Bitcoin is now a declared currency in Texas. - nRike
http://techcrunch.com/2013/08/07/bitcoin-clampdown-continues-as-federal-judge-says-its-a-currency/

======
natrius
_" Bitcoin creator Satoshi Nakamoto probably didn’t think that even the U.S.
government would treat it as a currency and try to regulate it."_

Citation needed.

From the opinion: _" The question currently before the Court is whether the
BTCST investments in this case are securities as defined by Federal Securities
Laws."_

This case was about whether a dude who was _accepting deposits_ of Bitcoins
and _paying interest_ on them was in the securities business. Of course he
was.

------
GuiA
Does that mean that playing Satoshi dice if you're a US citizen under 21 is
illegal?

------
peteretep
This article is so confused, I don't even...

> The ruling represents yet another attempt to regulate Bitcoin transactions

Frickin' awesome. Finally they're going to get acceptance from the mainstream,
and my investments will be worth something...

> Bitcoin was born on the idea that nobody could regulate it.

Really? I always thought it was born on the idea of making its creator rich.
Either way, its value comes from the inability for players to unilaterally
(and meaningfully) increase the money supply.

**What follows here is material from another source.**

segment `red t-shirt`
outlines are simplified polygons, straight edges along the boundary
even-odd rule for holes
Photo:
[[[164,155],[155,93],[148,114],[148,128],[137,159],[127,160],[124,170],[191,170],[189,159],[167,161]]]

> The only real value of a Bitcoin comes from its users

Kinda like every other currency, then?

------
M4v3R
Declaring Bitcoins as currency is one thing. The other thing is how do people
prove to the court that they don't own Bitcoins anymore because they've sent
them to BTCST (the famous pirateat40 hedge fund), and even if judge accepts a
blockchain transaction as actual evidence - that the receiving address
actually belonged to BTCST. That will be fun to watch.

------
thinkloop
The security of currencies come from their underlying demand. Gold is used as
a currency, first and foremost, because it has strong intrinsic value, and
second because it has physical properties that make it convenient to divide
and store. If gold had no independent demand it wouldn't be considered for a
currency.

The US dollar has even more demand. All Americans are required by law to
purchase it and own it for the purpose of paying their taxes. If they do not,
the most powerful police and military will lock them in prison. This is the
base upon which the rest of the system is built.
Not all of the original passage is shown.